One of the other ones we were hearing was: You don't want to piss off your landowner. If you have a land lease agreement, you have a vested interest in maintaining a good relationship with them. If you were to come to them and say, "I don't need half of this land, I'm going to only pay you half what I was before," that's bad blood right there. We want that social license to operate. That's really important. You're breaking a contract.

And then there is the tax credits, the ITC. Previously, it has been the same as the wind rule. If you have 80% new material, then you qualify for the ITC credit. There's a balancing of how much you replace; you replace it, you get the ITC credit. But it costs more to replace more of the system, and if you're digging up cabling, that's a lot of money and time and effort. The balance of that frequently does not work out at the utility-scale.
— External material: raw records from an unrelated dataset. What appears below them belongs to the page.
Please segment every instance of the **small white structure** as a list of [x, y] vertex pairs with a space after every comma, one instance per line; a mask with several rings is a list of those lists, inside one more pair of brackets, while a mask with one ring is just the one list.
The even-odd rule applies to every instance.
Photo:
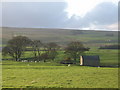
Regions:
[[100, 66], [99, 56], [80, 56], [80, 65], [82, 66]]

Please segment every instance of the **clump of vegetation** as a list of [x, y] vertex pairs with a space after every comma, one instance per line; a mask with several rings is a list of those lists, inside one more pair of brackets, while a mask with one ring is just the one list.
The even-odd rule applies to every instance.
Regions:
[[120, 45], [105, 45], [101, 46], [99, 49], [120, 49]]
[[25, 48], [29, 45], [30, 39], [25, 36], [13, 37], [8, 41], [7, 46], [2, 49], [3, 55], [10, 55], [18, 61], [24, 54]]

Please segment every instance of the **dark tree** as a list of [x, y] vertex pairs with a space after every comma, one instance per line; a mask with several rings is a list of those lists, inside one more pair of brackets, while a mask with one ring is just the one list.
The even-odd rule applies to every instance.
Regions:
[[3, 55], [10, 55], [16, 61], [23, 55], [25, 48], [30, 44], [30, 39], [25, 36], [13, 37], [8, 41], [7, 46], [2, 49]]
[[48, 57], [51, 60], [54, 60], [55, 57], [58, 55], [58, 50], [60, 46], [54, 42], [50, 42], [46, 44], [46, 51], [48, 53]]
[[65, 53], [73, 58], [75, 61], [80, 57], [82, 53], [89, 51], [89, 48], [85, 48], [84, 45], [79, 41], [73, 41], [65, 48]]
[[40, 61], [41, 48], [43, 47], [43, 43], [40, 40], [31, 41], [32, 50], [34, 53], [34, 57]]

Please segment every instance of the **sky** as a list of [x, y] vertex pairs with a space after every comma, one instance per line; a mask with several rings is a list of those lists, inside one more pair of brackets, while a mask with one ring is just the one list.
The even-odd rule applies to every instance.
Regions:
[[118, 30], [118, 1], [2, 2], [0, 26]]

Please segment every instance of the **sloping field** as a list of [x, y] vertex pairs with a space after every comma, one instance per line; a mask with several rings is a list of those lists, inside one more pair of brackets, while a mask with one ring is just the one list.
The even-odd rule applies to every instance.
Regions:
[[41, 40], [43, 42], [57, 42], [60, 44], [66, 44], [74, 40], [82, 41], [86, 45], [91, 46], [118, 43], [117, 31], [3, 27], [3, 44], [15, 35], [25, 35], [30, 39]]
[[118, 88], [118, 68], [3, 61], [3, 88]]

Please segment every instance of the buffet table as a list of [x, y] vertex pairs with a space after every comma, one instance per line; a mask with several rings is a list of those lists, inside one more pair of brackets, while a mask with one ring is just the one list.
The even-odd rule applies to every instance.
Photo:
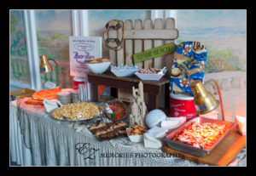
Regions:
[[[148, 110], [158, 109], [158, 97], [160, 94], [161, 87], [165, 86], [165, 97], [169, 97], [169, 82], [170, 78], [162, 77], [159, 81], [143, 81], [135, 75], [129, 77], [115, 77], [111, 71], [107, 71], [102, 74], [87, 73], [88, 81], [92, 87], [92, 101], [97, 102], [99, 100], [98, 86], [105, 85], [112, 88], [124, 88], [132, 89], [134, 86], [137, 88], [140, 82], [143, 83], [144, 93], [148, 94]], [[165, 107], [169, 108], [169, 99], [165, 99]]]
[[[88, 124], [53, 119], [44, 106], [25, 104], [27, 99], [9, 105], [11, 161], [22, 166], [207, 166], [145, 148], [127, 137], [99, 141]], [[102, 120], [109, 121], [104, 116]], [[245, 153], [244, 149], [236, 159]], [[246, 160], [238, 166], [246, 166]]]

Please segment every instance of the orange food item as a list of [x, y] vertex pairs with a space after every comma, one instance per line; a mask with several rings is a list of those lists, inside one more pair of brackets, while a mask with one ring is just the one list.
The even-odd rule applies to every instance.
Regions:
[[44, 105], [44, 103], [42, 100], [37, 100], [33, 99], [29, 99], [26, 101], [25, 101], [26, 104], [33, 105]]
[[57, 93], [61, 92], [61, 88], [45, 89], [36, 92], [32, 94], [32, 99], [37, 100], [57, 99]]
[[206, 150], [208, 150], [219, 138], [224, 135], [227, 130], [228, 128], [224, 124], [210, 122], [198, 124], [194, 122], [172, 140], [199, 149], [203, 147]]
I wanted to quickly return to storage. Here in California, a lot of big, early utility-scale solar projects do not have storage. Might that be a driver for repowering? Project owners could see the value in adding several hundred megawatts of storage to their project. You could reduce curtailment and provide more flexibility to the grid with batteries – even if you increased the nameplate capacity of the solar farm.

Heather Mirletz: You have touched upon the thing that we are pitching right now to get funded to go research. You hit the nail on the head. That is 100% something I think will change the economics of it. We don't know how yet; it is entirely probable that that would help. It also might be cost prohibitive. We're not sure yet.
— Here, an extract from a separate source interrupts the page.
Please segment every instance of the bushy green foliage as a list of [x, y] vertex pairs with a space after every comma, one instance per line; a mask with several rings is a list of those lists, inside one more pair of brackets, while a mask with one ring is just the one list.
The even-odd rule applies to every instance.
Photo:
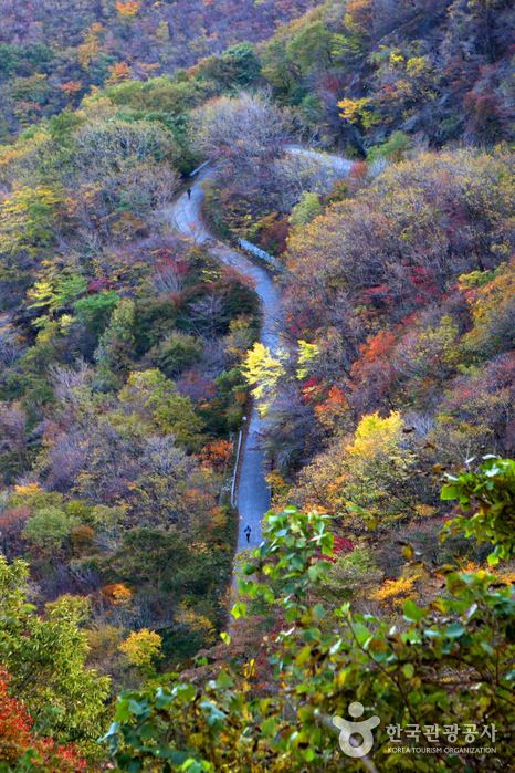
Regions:
[[[513, 508], [513, 491], [490, 474], [493, 463], [487, 460], [477, 471], [474, 489], [486, 487], [492, 500]], [[506, 483], [509, 480], [513, 489], [508, 463], [496, 460], [496, 464], [505, 469]], [[456, 478], [458, 488], [466, 489], [467, 473]], [[444, 489], [443, 495], [452, 493]], [[476, 513], [474, 506], [472, 518]], [[206, 687], [179, 679], [157, 692], [124, 693], [117, 722], [106, 735], [120, 770], [145, 760], [162, 770], [187, 760], [199, 771], [224, 764], [242, 770], [250, 754], [256, 770], [282, 771], [285, 764], [287, 770], [340, 770], [343, 758], [333, 718], [346, 718], [355, 701], [380, 720], [367, 756], [369, 766], [509, 770], [515, 619], [511, 587], [495, 584], [494, 575], [485, 571], [456, 573], [439, 567], [445, 594], [428, 607], [408, 599], [400, 627], [374, 615], [351, 614], [348, 605], [328, 610], [318, 602], [318, 588], [324, 587], [330, 564], [315, 557], [320, 550], [327, 556], [333, 553], [327, 523], [327, 516], [294, 508], [267, 513], [265, 542], [239, 579], [241, 592], [278, 604], [286, 619], [271, 655], [277, 685], [274, 694], [265, 701], [249, 701], [229, 669], [222, 669]], [[463, 527], [460, 520], [454, 525]], [[413, 555], [409, 546], [404, 551]], [[269, 578], [281, 582], [278, 595]], [[237, 618], [244, 614], [244, 604], [233, 609]], [[286, 703], [287, 715], [283, 713]], [[423, 737], [422, 751], [413, 748], [409, 756], [392, 751], [386, 727], [399, 725], [403, 733], [413, 724]], [[495, 746], [493, 740], [484, 742], [472, 733], [473, 740], [460, 734], [451, 751], [443, 749], [428, 734], [434, 724], [487, 725], [491, 737], [492, 728], [495, 730]], [[167, 737], [171, 728], [172, 741]], [[192, 734], [195, 748], [188, 742]], [[425, 754], [429, 746], [432, 753]], [[491, 746], [494, 752], [487, 751]], [[361, 770], [362, 760], [346, 758], [345, 764]]]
You touched on the federal tax credit changes with the passage of the One Big Beautiful Bill and its earlier phaseout of the Inflation Reduction Act’s tax credits for solar and wind power. Have you started to think about what the implications could be for solar repowering?

Heather Mirletz: The first one that occurred to us – again, we have not actually done this work yet – is that batteries did not get their tax credit cut, and so that might lend itself to hybridization, which is part of why we're so interested in looking into the battery-repowering confluence. Similarly, if you can't get the modules to build and you can't get the permits to build a new site, then the value of that interconnection point becomes significantly more valuable.
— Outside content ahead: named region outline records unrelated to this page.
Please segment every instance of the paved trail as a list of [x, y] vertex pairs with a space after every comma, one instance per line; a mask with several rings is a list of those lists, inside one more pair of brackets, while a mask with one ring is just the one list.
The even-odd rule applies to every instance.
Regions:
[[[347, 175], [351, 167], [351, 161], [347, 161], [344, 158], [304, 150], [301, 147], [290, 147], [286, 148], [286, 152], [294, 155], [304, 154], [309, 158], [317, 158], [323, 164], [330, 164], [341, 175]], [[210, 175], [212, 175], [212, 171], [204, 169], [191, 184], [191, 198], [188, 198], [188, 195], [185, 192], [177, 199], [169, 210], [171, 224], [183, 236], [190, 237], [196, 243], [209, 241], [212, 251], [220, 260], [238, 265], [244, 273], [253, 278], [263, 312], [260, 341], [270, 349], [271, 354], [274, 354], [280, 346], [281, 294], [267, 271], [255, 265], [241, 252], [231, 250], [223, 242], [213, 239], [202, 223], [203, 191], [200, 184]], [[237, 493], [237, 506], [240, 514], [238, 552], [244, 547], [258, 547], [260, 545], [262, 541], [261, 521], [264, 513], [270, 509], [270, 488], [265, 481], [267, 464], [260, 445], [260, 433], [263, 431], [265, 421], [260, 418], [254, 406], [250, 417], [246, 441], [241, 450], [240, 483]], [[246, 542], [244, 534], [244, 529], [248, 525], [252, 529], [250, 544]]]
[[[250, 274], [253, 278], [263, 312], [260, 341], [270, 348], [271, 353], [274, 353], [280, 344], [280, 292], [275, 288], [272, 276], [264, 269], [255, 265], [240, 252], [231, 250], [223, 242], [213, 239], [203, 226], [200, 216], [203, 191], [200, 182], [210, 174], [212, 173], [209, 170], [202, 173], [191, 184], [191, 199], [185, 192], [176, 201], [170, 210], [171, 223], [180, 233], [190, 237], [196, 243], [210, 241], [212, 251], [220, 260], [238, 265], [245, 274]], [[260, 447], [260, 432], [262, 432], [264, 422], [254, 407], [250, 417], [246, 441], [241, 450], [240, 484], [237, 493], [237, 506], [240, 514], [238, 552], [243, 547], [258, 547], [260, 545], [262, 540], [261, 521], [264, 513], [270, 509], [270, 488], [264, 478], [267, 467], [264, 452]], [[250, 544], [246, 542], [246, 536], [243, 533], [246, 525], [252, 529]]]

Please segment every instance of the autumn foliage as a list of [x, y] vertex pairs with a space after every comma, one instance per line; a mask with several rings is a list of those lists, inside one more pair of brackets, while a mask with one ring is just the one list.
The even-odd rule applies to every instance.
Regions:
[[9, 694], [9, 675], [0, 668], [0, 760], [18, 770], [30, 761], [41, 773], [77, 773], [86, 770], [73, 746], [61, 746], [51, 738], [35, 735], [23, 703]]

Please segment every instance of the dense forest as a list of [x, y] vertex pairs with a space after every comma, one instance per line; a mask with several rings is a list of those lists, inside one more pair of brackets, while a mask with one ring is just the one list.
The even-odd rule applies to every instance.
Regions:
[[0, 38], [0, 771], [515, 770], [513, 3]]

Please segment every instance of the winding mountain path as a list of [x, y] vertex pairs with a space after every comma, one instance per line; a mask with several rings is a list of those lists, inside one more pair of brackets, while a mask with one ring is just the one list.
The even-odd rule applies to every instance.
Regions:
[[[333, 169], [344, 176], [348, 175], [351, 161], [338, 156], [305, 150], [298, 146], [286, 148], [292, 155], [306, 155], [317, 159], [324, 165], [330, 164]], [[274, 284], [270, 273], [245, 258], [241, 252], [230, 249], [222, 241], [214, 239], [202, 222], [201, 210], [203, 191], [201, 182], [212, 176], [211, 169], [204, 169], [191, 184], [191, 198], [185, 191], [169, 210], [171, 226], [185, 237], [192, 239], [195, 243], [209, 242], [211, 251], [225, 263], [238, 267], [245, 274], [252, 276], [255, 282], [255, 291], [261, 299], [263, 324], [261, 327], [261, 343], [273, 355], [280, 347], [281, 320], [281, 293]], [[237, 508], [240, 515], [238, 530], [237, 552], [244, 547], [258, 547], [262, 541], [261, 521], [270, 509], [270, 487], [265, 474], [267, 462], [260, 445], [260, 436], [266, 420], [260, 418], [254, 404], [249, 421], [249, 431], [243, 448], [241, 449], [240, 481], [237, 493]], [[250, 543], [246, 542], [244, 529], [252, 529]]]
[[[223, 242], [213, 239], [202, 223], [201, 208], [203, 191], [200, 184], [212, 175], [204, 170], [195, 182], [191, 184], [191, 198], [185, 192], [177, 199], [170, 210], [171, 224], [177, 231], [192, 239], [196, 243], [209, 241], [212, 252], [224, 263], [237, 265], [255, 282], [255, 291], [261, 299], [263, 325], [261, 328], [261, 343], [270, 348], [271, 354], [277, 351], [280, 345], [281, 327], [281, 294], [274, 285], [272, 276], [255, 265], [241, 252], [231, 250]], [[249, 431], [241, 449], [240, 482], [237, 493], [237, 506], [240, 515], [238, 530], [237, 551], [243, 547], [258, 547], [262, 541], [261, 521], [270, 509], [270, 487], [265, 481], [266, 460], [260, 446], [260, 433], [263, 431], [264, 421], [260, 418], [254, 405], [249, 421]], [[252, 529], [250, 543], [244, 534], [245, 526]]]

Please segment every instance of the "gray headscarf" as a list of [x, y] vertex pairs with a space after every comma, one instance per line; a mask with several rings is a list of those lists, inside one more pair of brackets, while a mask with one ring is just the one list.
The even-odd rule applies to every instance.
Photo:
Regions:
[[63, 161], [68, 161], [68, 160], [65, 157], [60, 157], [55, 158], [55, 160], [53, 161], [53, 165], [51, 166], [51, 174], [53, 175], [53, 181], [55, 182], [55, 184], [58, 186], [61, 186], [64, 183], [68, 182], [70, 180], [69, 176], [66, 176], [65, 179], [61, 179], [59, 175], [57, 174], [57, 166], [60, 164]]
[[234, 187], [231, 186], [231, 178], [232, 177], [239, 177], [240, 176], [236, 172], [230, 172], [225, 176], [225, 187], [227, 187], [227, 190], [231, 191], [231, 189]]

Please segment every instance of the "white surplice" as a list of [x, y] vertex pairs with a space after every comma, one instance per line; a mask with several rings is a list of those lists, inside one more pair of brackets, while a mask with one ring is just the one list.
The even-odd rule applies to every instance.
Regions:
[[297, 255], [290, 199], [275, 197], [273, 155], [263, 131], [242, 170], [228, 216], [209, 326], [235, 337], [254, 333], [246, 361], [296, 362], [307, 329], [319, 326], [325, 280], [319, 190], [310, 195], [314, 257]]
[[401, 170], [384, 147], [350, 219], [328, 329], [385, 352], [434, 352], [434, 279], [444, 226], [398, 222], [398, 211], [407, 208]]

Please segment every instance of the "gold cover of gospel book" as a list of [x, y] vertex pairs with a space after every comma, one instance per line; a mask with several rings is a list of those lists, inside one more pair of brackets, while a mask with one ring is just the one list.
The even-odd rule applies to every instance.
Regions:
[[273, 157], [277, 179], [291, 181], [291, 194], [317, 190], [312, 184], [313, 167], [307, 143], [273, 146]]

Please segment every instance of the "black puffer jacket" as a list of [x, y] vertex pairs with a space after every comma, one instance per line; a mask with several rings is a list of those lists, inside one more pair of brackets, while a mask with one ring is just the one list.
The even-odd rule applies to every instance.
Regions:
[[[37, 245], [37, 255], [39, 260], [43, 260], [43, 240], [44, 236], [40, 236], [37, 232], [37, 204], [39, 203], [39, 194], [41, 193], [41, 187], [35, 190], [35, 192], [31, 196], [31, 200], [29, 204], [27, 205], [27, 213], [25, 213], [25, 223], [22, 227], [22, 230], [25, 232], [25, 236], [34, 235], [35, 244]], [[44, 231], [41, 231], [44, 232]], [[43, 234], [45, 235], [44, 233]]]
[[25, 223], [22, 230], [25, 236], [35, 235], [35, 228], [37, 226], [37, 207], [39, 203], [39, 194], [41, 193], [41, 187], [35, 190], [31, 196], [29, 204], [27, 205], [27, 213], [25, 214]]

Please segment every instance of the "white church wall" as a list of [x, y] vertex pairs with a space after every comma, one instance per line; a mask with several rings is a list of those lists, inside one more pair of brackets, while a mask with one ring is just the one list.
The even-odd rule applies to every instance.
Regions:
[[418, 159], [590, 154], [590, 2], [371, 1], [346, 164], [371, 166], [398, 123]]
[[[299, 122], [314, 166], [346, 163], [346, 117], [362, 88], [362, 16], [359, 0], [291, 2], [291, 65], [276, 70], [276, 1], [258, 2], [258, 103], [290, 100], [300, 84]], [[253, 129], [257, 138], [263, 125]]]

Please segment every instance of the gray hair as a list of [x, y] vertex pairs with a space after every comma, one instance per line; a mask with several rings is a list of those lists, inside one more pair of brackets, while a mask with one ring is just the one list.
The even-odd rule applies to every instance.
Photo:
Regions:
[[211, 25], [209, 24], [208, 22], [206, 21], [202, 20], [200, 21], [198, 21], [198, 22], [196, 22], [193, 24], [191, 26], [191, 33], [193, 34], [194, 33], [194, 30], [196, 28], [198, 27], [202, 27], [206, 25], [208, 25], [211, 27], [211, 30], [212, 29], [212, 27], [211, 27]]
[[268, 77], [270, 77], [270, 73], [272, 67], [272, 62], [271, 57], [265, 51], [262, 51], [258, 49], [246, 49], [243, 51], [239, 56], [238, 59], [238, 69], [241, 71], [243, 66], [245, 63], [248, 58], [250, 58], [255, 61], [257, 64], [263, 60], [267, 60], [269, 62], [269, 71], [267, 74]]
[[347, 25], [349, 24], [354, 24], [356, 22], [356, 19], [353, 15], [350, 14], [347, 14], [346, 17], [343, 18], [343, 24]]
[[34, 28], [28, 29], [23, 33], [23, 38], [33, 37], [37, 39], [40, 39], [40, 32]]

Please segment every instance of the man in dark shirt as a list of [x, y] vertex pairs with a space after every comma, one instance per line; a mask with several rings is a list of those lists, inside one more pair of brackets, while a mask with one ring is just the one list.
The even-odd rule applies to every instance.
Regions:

Regarding the commercial solar sector, your research found that it's very dependent on utility costs and the location. What are the implications for solar repowering in markets like California, Hawaii, and New England with electricity rates that are double or more the national average?

Heather Mirletz: Those areas potentially have a higher probability of doing repowering. Because of that, we are working on building tools so people can do an evaluation. With this project, and one that's still underway, we're trying to plug that into software. Eventually, there will be a tool where people could input their utility rates, input their estimates for what a new system would cost, and what it cost to decommission, based on local labor rates.

Our findings are that if your utility rates are higher, then it is more likely that the system would pay back sooner. It will give you a higher net present value, which are the metrics that we're hearing from industry are important to them.